Expect a longer post later today, but the Wall Street Journal and USA Today are running stories on FCC Chairman Kevin Martin's plan for the 700 MHz auction rules. The rules would require a Carterfone-like provision that would allow consumers to use any wireless device or application on the network, without carriers' restrictions. However, this provision would not extend beyond the 700 MHz block. Martin will likely release his full plan sometime this week, and you can read Gigi's post on it here.
In other spectrum news, the National Public Safety Telecommunications Council asked the FCC to create a public-private emergency communications network like the one proposed by Frontline Wireless. However, while the NPSTC endorsed build-out requirements, it did not believe an open-access provision was necessary.

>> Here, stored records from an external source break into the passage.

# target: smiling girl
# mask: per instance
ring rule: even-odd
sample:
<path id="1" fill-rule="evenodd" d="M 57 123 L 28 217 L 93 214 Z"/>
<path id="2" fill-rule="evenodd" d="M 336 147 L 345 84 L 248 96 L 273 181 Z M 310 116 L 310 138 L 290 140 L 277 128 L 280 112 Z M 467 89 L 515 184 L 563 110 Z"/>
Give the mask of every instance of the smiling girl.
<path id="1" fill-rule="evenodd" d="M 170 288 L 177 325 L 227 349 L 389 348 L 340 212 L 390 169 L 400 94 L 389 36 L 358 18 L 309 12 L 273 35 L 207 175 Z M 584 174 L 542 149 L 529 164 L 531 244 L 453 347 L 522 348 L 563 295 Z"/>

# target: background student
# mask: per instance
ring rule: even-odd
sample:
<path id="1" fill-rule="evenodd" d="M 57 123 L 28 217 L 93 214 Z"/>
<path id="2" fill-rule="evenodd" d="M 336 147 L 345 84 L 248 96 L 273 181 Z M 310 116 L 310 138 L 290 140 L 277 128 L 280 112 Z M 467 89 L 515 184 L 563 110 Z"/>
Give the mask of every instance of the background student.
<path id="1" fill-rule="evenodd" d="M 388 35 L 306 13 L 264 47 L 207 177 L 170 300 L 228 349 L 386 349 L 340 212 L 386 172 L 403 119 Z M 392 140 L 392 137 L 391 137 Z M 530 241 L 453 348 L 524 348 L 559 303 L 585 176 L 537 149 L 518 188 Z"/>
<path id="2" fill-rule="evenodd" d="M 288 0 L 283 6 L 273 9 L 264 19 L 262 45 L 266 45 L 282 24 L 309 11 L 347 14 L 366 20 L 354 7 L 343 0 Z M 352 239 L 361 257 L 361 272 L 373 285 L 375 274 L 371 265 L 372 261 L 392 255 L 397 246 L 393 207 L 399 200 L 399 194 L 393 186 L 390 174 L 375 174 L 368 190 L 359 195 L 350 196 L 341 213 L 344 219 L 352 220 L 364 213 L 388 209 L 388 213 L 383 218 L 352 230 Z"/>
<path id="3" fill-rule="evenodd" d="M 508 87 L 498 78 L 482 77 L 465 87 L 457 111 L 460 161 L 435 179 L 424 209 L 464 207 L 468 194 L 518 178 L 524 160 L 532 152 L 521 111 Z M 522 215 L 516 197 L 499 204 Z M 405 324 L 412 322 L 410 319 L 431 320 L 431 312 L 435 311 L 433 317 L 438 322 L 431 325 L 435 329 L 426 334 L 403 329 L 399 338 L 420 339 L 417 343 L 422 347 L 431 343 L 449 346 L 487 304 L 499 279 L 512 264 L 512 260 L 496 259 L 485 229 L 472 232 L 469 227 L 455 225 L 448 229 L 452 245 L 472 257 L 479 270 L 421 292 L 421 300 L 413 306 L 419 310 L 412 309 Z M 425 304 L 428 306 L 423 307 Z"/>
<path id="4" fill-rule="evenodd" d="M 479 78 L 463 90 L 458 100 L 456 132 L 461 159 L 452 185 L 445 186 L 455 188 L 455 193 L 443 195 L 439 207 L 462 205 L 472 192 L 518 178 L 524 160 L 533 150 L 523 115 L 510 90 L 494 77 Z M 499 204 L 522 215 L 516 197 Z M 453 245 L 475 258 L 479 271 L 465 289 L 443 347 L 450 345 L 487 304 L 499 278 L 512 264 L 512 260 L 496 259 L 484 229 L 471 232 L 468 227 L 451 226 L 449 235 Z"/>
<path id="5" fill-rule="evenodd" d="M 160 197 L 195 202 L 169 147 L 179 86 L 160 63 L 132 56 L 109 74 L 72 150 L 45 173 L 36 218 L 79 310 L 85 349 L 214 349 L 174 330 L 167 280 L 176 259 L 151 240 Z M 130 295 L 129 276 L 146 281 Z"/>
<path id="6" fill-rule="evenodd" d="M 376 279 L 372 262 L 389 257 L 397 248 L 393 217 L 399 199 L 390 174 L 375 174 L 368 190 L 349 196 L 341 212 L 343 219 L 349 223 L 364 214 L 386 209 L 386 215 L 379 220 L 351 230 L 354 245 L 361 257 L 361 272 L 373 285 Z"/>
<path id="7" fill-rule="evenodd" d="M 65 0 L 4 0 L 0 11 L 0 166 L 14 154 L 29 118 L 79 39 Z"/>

Art blogs in the Huffington Post that the Communications Workers of America are holding back reform on network neutrality. The unions are understandably looking to protect and create jobs, but their strategy seems to rest on blindly supporting carriers' business models. Ultimately a non-neutral Internet will almost certainly hurt carriers in, not help them, and will cost CWA more jobs.
Straight off its failure to reach consensus over a new Broadcasters Treaty, the World Intellectual Property Organization admitted its employees suffered a “lack of pride” and low morale. Employees took twice as many sick days as the national Swiss average, and complained that advancement in the organization was based on tenure, not merit.